By now you’ve likely seen the disappointing figures on how women have been pushed out of the work force four times the rate of men, as the demands the pandemic places on families add to the weight of parenting, managing a household, and often, caring for extended family.
But as we celebrate Women’s History Month in March, we should heed reminders that when women are excluded from the narrative, our voices become diluted and our stories go untold, to the diminishment of all.
I thought about this recently when I moderated a panel for the News Literacy Project in partnership with CNN Worldwide called “Women on the Frontlines of News Reporting.” The incredible lineup featured anchor, author and NLP National Leadership Council Member Alisyn Camerota; chief international correspondent Clarissa Ward; weekend anchor Fredricka Whitfield; senior vice president and chief diversity and inclusion officer of WarnerMedia News Johnita Due; and senior vice president and editor-in-chief of CNN Digital Worldwide, Meredith Artley.
The conversation centered on how women in newsrooms contribute to a better-informed and more news-literate public.
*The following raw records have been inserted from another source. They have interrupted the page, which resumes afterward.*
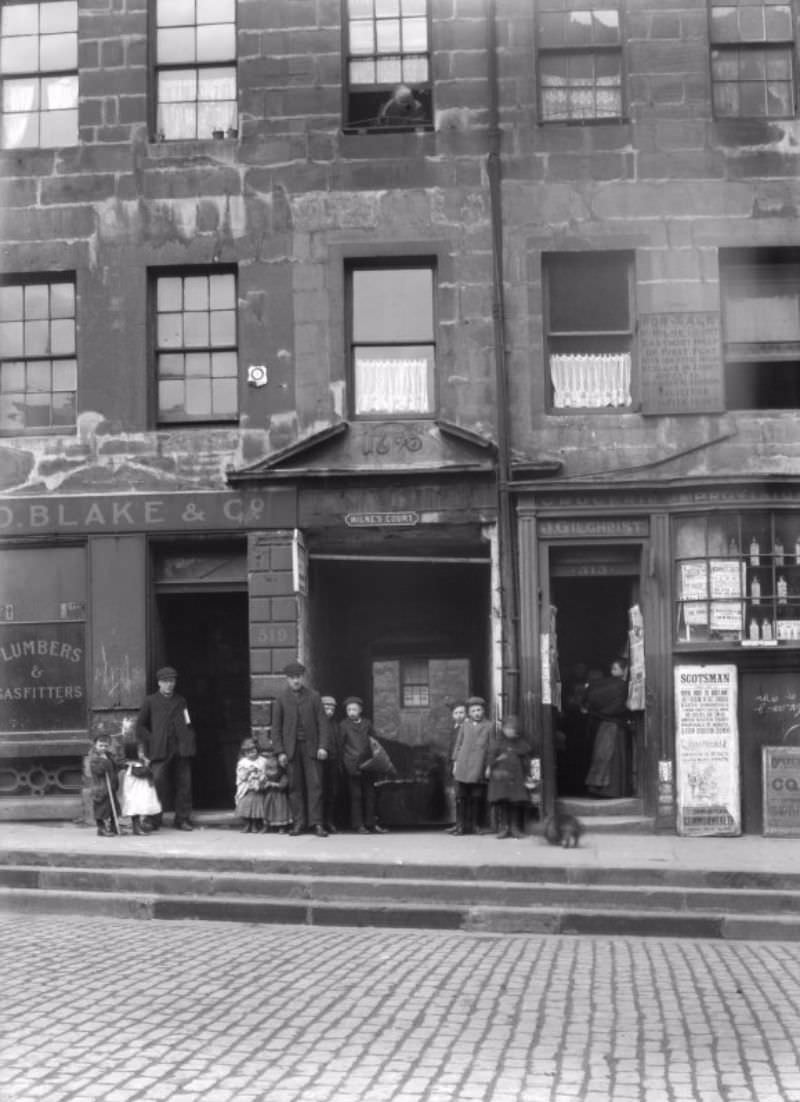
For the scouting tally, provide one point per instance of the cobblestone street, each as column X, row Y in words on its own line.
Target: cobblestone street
column 204, row 1012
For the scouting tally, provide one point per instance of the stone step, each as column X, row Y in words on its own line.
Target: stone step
column 380, row 890
column 468, row 918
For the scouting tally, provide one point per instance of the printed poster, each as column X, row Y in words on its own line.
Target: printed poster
column 707, row 751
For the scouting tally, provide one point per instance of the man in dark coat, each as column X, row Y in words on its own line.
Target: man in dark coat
column 300, row 733
column 164, row 727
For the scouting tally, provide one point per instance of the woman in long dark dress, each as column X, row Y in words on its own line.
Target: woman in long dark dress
column 605, row 702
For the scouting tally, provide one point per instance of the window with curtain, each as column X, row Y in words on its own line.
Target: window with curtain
column 392, row 343
column 195, row 50
column 580, row 63
column 196, row 346
column 38, row 364
column 590, row 330
column 39, row 74
column 752, row 60
column 387, row 64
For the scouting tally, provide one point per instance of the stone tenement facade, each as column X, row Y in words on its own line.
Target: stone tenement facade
column 483, row 300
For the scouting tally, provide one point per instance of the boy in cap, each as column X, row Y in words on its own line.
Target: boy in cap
column 300, row 734
column 469, row 760
column 356, row 751
column 332, row 767
column 164, row 728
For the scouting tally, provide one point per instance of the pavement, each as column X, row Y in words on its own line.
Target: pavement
column 107, row 1011
column 748, row 853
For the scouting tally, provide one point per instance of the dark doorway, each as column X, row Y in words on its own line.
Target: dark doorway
column 205, row 636
column 592, row 628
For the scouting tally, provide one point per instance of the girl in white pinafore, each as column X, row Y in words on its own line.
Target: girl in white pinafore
column 138, row 792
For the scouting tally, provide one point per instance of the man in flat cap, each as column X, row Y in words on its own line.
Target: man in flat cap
column 164, row 727
column 300, row 734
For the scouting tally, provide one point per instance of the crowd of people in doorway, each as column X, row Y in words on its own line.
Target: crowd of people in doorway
column 310, row 765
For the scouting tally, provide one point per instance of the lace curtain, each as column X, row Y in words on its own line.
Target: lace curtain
column 591, row 381
column 391, row 386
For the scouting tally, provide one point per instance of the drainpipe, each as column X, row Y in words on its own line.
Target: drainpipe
column 509, row 600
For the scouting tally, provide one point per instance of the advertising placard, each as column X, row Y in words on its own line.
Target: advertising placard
column 780, row 773
column 707, row 751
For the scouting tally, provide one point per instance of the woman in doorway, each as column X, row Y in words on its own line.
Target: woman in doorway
column 605, row 701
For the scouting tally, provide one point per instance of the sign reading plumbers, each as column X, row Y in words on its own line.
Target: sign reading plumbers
column 780, row 775
column 42, row 677
column 706, row 751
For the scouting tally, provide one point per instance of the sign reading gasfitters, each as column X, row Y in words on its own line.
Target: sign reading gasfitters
column 381, row 519
column 780, row 775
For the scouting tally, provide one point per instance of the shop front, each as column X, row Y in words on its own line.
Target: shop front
column 698, row 590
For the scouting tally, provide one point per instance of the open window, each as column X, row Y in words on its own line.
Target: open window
column 387, row 65
column 588, row 330
column 760, row 304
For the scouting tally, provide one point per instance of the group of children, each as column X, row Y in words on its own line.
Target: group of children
column 490, row 765
column 121, row 787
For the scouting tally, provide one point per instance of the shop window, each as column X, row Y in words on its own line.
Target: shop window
column 42, row 639
column 195, row 56
column 38, row 364
column 760, row 304
column 387, row 65
column 39, row 72
column 196, row 346
column 738, row 579
column 590, row 331
column 752, row 60
column 392, row 346
column 580, row 64
column 414, row 682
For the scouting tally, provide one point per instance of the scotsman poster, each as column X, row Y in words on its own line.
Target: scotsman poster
column 706, row 751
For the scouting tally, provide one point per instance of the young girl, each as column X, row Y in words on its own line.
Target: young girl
column 139, row 796
column 250, row 785
column 507, row 769
column 277, row 814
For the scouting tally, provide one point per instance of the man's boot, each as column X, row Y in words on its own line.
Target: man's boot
column 458, row 829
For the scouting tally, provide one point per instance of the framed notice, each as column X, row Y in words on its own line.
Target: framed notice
column 780, row 774
column 707, row 751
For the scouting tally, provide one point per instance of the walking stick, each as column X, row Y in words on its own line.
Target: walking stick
column 114, row 806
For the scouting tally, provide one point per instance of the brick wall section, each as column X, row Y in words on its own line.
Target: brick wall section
column 273, row 620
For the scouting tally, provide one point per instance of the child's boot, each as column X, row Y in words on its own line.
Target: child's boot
column 518, row 821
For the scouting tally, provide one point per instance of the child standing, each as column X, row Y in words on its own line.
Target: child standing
column 138, row 788
column 356, row 752
column 469, row 757
column 250, row 785
column 506, row 771
column 277, row 812
column 103, row 771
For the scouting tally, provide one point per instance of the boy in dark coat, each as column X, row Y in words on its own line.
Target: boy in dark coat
column 103, row 771
column 355, row 732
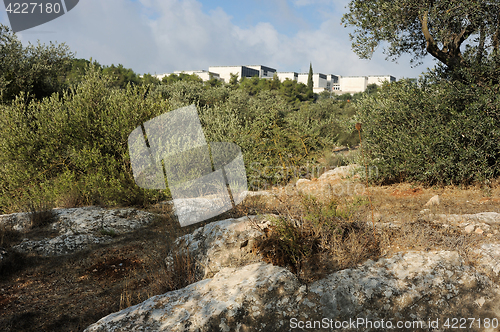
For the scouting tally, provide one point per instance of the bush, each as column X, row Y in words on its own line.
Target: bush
column 74, row 148
column 434, row 131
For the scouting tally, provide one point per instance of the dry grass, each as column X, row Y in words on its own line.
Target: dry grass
column 309, row 236
column 315, row 237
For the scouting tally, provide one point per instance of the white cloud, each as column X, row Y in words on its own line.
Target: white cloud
column 166, row 35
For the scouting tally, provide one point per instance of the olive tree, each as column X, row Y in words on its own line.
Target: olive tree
column 420, row 27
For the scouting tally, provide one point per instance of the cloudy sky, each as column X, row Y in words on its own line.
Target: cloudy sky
column 160, row 36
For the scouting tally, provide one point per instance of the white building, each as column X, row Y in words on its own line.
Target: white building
column 203, row 74
column 264, row 72
column 293, row 76
column 226, row 71
column 354, row 84
column 321, row 82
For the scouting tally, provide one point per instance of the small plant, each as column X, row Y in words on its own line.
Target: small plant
column 41, row 215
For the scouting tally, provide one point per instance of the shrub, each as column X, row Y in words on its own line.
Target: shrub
column 74, row 147
column 435, row 131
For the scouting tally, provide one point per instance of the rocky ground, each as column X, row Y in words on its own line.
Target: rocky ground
column 439, row 260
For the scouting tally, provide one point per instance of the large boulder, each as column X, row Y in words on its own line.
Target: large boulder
column 427, row 288
column 409, row 288
column 224, row 243
column 76, row 229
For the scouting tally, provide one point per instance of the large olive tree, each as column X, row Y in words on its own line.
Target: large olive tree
column 420, row 27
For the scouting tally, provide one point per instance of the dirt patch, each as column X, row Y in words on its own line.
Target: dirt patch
column 69, row 293
column 407, row 193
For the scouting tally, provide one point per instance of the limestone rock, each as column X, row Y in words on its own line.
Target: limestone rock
column 224, row 243
column 78, row 228
column 411, row 286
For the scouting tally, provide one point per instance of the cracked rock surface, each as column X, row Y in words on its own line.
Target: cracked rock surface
column 409, row 286
column 78, row 228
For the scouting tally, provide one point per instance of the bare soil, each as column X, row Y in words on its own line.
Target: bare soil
column 71, row 292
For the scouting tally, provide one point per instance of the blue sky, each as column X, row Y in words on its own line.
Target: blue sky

They represent the strides that women have made in forging new paths and leaving their mark on history. But this reality is a recent one. For many years, women played less visible roles in national and international media, doing their jobs while fighting for their seats at the leadership table.
It reminded me of heroes of the past whose full legacies are still unearthed—the women who cracked the glass ceilings that my CNN panelists have broken through. The pioneering women who risked their lives and based their careers on investigating truth, pursuing justice and preserving hope.
One such journalist was Ida B. Wells. It took nearly nine decades after her death, but last year Wells was honored with a Pulitzer Prize. Born into slavery in 1862, Wells became a journalist and civil rights icon. She traveled throughout the deep South after the Civil War, risking her life to investigate the lynching of Black men.
But her role as an investigative journalism trailblazer is often under-recognized. Wells did exhaustive research and conducted in-person interviews to document her work, “a process that laid the groundwork for modern investigative techniques,” according to the Poynter Institute.
Her contemporary, Ida Tarbell, was one of the original “muckrakers,” whose work at McClure’s Magazine helped establish the field of investigative journalism.
Her thoroughly reported book The History of the Standard Oil Company, first serialized in McClure’s, laid bare the unfair practices of unbridled monopoly and contributed to the company’s breakup under the Sherman Antitrust Act. The book is still an investigative reporting touchstone.
Alice Allison Dunnigan made her mark midway through the 20th century. She was the first Black female journalist accredited to cover the White House. The daughter of a sharecropper, she trained as a teacher, then moved to Washington, D.C., for civil service work. She took classes at Howard University and began writing for Black-owned news outlets. In 1947, she became a member of the White House press corps, eventually joining President Harry Truman’s weekly conversation with reporters and his whistle-stop train tour for his 1948 re-election campaign.
Her work and her presence made a difference: “After Truman issued the executive order to desegregate the military, Dunnigan asked the president when he would integrate military schools around the nation. Kevin Dunnigan, her grandson, says that shortly after, Truman opened those schools to black service members, setting the stage for larger integration efforts to come,” according to a 2019 Kentucky Educational Television program. She was honored in 2018 with a statue at the Newseum in Washington, 35 years after her death.
Some barriers have remained even in recent decades. For example, K. Connie Kang, thought to be the first Korean woman reporter in the nation, joined the Los Angeles Times in 1992. The Korean American Journalists Association called on the paper to hire a Korean-speaking reporter in the wake of riots that led to violence in neighborhoods with large Korean populations, where no Times reporters could speak the language. The paper soon hired Kang, and she enhanced its coverage of that community though the cultural understanding that she brought to her reporting.
There are countless others who did important work that was often overlooked or unheralded, but whose efforts opened new paths for all women. Because of them, journalists like my fellow CNN panelists are able to raise all our voices and make an impact.
But this month reminds us that we need to do more to ensure young women aren’t excluded and that they have the opportunities to help create a better-informed and more news-literate world.